In early January, ACS released a book, Rockstar Aussie Founders Living in the US, showcasing 26 local tech talents making it in the word's most competitive market.

Here is an excerpt from the book: a chat with Michael Dunworth of international payments platform, Wyre.

What got you to where you are?

I used to work in financial software in Sydney, and I had a start-up in Sydney that was like a restaurant reservation booking platform. I was doing it after hours with two buddies of mine that ended up getting merged into a bigger platform. After we sold it – it wasn't like a bajillion dollars or anything – but it was “oh cool we invested this much time and money and now we’ve built something amazing.” It was really rewarding.

That was fun, but you don't want to do a start-up in Australia because it's just 25 million people. Actors go to Hollywood, nerds go to San Francisco, so I was like, “Alright let's hit it. Roll the dice.”

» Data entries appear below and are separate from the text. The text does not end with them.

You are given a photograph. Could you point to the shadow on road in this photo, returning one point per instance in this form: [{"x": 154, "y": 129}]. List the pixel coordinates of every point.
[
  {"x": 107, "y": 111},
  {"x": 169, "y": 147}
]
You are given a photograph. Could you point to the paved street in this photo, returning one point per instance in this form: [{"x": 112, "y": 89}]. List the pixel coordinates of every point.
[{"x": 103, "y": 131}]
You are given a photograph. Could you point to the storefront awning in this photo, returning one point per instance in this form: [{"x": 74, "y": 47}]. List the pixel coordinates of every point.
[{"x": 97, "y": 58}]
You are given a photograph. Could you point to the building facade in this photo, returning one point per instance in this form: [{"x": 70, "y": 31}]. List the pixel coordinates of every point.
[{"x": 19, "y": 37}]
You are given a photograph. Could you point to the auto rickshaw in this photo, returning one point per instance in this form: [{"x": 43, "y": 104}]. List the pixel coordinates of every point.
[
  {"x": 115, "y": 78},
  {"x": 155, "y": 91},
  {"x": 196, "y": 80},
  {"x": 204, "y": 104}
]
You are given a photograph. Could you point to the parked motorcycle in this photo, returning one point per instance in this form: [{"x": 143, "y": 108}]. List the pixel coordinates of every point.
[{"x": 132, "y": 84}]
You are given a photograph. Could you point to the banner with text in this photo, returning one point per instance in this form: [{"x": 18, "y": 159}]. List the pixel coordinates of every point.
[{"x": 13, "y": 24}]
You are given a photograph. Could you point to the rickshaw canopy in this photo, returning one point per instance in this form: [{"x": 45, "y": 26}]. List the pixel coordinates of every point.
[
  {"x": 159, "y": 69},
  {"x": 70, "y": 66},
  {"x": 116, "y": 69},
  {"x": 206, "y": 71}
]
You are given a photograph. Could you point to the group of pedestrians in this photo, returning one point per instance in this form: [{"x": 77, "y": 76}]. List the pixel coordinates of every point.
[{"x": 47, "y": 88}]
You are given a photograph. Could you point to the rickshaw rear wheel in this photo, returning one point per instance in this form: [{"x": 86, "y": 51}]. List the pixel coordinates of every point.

I moved over here in April 2013. I got on a plane and came over and straight into a hacker house that was 20 people with bunk beds and stuff like that.

One of the people I met in that hacker house – he was on the bunk bed above me – had moved over here for a data encryption company from Baltimore and we just hung out and hacked on different projects and we got along really well.

We were like “let's do this” so he quit his job. I stopped working on the iOS app that I was building, and we basically went headfirst into solving problems relating to money.

I’d been into Bitcoin probably for a little over a year already. Originally it was about spending money or one-click checkout, so you can press one button and it's all done for you: better UX, faster conversion rates, things like that. We added Bitcoin to it and Bitcoin ended up becoming the number one payment method.

We interviewed with Boost VC, which is heavily focused on cryptocurrencies. Boost was amazing, an incredibly great way to plug ourselves into the network in Silicon Valley because it's not easy. We went through Boost in 2014 and we raised our first round of funding, which was $1.5 million from Tim Draper, who was the first investor in Tesla, Hotmail, Skype, PayPal, etc. Next thing you know, we started building a network and hustling and we were focused on cryptocurrencies.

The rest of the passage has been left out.